En lugar de presentar datos que desmientan puntualmente los señalamientos, el vocero se limitó a ofrecer su propia interpretación.
En Tlaxcala, la Coordinación de Comunicación Social del Gobierno del Estado vuelve a mostrar su opacidad y falta de inteligencia al no esclarecer hechos ni transparentar información, al contrario se trata una estrategia de evasión ante señalamientos delicados contra funcionarios públicos.
Esta vez, el coordinador Antonio Martínez Velázquez reaccionó con descalificaciones y minimizaciones frente a las acusaciones que vinculan a Ricardo Peralta Saucedo, titular de Casa Tlaxcala en la Ciudad de México, con una presunta red de huachicol. Lejos de profundizar en el tema o anunciar acciones claras, el vocero optó por reducir el caso a un “tema mediático”, desestimando el fondo de la investigación.
Durante el llamado “diálogo circular”, Martínez Velázquez fue cuestionado sobre la permanencia de Peralta en el cargo pese a la gravedad de los señalamientos. Su respuesta fue evasiva: reconoció que no “mete las manos al fuego” por el funcionario, pero al mismo tiempo justificó que no exista una postura más firme debido a la ausencia —según dijo— de denuncias formales o investigaciones judiciales en curso.

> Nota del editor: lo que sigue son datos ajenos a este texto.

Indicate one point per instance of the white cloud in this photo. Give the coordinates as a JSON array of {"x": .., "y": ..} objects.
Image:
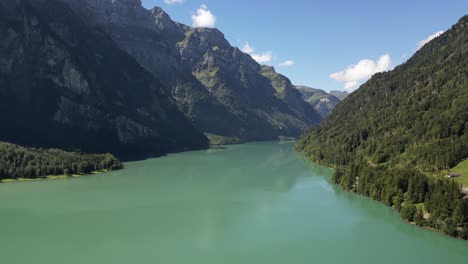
[
  {"x": 265, "y": 57},
  {"x": 426, "y": 40},
  {"x": 287, "y": 63},
  {"x": 360, "y": 72},
  {"x": 171, "y": 2},
  {"x": 204, "y": 18},
  {"x": 262, "y": 58}
]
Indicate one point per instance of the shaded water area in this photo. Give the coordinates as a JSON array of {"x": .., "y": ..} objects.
[{"x": 251, "y": 203}]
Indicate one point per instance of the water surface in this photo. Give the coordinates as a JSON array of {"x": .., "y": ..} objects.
[{"x": 251, "y": 203}]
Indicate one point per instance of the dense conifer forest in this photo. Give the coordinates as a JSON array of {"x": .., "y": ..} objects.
[
  {"x": 391, "y": 138},
  {"x": 30, "y": 163}
]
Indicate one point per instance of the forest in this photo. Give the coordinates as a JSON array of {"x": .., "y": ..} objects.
[
  {"x": 391, "y": 138},
  {"x": 31, "y": 163}
]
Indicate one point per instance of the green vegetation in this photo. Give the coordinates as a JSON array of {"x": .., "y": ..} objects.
[
  {"x": 217, "y": 140},
  {"x": 390, "y": 137},
  {"x": 17, "y": 162},
  {"x": 461, "y": 168}
]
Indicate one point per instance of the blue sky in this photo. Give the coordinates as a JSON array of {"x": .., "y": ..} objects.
[{"x": 318, "y": 39}]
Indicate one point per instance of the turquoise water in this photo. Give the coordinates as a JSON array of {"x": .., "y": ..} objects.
[{"x": 251, "y": 203}]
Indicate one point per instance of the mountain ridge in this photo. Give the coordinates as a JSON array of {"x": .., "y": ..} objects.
[
  {"x": 66, "y": 84},
  {"x": 392, "y": 137},
  {"x": 220, "y": 88}
]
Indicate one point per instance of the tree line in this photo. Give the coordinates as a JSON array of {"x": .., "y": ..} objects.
[{"x": 391, "y": 138}]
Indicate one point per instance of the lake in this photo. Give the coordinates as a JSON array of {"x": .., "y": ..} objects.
[{"x": 251, "y": 203}]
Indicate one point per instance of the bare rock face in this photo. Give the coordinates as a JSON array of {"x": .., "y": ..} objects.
[
  {"x": 65, "y": 84},
  {"x": 322, "y": 101}
]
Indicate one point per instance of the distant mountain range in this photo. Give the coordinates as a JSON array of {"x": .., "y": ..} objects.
[
  {"x": 66, "y": 84},
  {"x": 322, "y": 101},
  {"x": 393, "y": 137},
  {"x": 110, "y": 75}
]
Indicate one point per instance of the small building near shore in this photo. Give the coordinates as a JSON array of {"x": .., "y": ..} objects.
[{"x": 453, "y": 175}]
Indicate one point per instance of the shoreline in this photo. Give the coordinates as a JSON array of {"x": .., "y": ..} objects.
[{"x": 52, "y": 177}]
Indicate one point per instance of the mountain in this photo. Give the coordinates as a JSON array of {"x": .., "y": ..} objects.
[
  {"x": 322, "y": 101},
  {"x": 221, "y": 89},
  {"x": 391, "y": 137},
  {"x": 17, "y": 162},
  {"x": 339, "y": 94},
  {"x": 64, "y": 83}
]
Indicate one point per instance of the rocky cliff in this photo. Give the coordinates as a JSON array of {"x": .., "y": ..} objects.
[
  {"x": 221, "y": 89},
  {"x": 322, "y": 101}
]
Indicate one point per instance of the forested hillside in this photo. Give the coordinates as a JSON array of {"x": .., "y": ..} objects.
[
  {"x": 66, "y": 84},
  {"x": 21, "y": 162},
  {"x": 221, "y": 89},
  {"x": 389, "y": 138}
]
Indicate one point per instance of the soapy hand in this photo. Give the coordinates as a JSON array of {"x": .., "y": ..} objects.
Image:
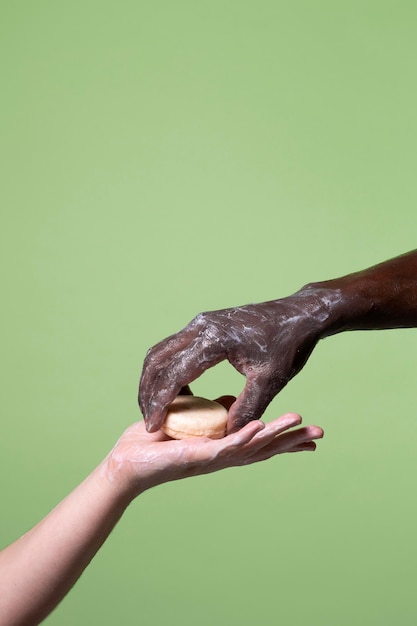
[
  {"x": 268, "y": 343},
  {"x": 141, "y": 460}
]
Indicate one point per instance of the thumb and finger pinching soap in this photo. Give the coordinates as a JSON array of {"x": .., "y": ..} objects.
[{"x": 192, "y": 416}]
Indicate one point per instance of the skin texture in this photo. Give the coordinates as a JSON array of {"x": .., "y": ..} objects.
[
  {"x": 39, "y": 568},
  {"x": 270, "y": 342}
]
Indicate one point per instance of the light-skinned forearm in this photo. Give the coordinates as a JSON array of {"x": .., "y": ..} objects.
[{"x": 38, "y": 569}]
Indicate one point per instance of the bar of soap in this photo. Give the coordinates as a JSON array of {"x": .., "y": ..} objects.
[{"x": 191, "y": 416}]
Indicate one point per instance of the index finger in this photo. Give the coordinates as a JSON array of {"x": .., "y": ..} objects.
[{"x": 171, "y": 365}]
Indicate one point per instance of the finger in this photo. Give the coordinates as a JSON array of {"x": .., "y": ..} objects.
[
  {"x": 185, "y": 391},
  {"x": 309, "y": 446},
  {"x": 182, "y": 369},
  {"x": 286, "y": 441},
  {"x": 294, "y": 441},
  {"x": 272, "y": 430},
  {"x": 226, "y": 401},
  {"x": 157, "y": 359},
  {"x": 241, "y": 438},
  {"x": 250, "y": 405}
]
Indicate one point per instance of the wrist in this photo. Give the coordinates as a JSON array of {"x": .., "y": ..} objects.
[
  {"x": 333, "y": 306},
  {"x": 123, "y": 479}
]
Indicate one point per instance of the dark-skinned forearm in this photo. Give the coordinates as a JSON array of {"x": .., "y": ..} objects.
[{"x": 380, "y": 297}]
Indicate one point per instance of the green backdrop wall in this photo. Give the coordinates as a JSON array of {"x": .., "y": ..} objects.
[{"x": 164, "y": 158}]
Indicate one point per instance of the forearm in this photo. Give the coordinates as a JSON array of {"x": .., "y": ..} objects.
[
  {"x": 381, "y": 297},
  {"x": 39, "y": 569}
]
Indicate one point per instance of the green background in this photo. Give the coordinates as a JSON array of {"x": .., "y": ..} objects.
[{"x": 163, "y": 158}]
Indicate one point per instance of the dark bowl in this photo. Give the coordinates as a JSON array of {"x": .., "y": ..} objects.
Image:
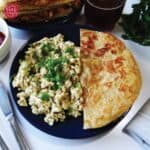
[{"x": 71, "y": 128}]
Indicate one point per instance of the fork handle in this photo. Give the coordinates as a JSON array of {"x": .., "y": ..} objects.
[{"x": 18, "y": 134}]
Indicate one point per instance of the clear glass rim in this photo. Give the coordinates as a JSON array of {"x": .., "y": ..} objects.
[{"x": 105, "y": 8}]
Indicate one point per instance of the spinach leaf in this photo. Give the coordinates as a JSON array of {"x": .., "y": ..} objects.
[{"x": 137, "y": 24}]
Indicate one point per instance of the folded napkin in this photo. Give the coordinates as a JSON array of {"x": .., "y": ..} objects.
[
  {"x": 139, "y": 127},
  {"x": 7, "y": 133}
]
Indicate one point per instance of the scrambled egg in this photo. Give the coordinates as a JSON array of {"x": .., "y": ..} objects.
[{"x": 48, "y": 79}]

Con ese argumento, la vocería estatal vuelve a refugiarse en tecnicismos legales para evitar abordar la dimensión pública y política del caso, ignorando que la rendición de cuentas no puede depender únicamente de procesos judiciales, sino también del escrutinio social y mediático.
Más aún, el coordinador de Comunicación no dudó en arremeter contra el trabajo periodístico. Aseguró que la información difundida por distintos medios ha tergiversado el contenido original del reportaje de N+ Focus, intentando desacreditar así las versiones que han dado visibilidad al caso.
Sin embargo, en lugar de presentar datos que desmientan puntualmente los señalamientos, el vocero se limitó a ofrecer su propia interpretación, en la que Peralta Saucedo no figura como un actor central dentro de la presunta red ilícita. Una postura que, lejos de aportar claridad, refuerza la percepción de encubrimiento.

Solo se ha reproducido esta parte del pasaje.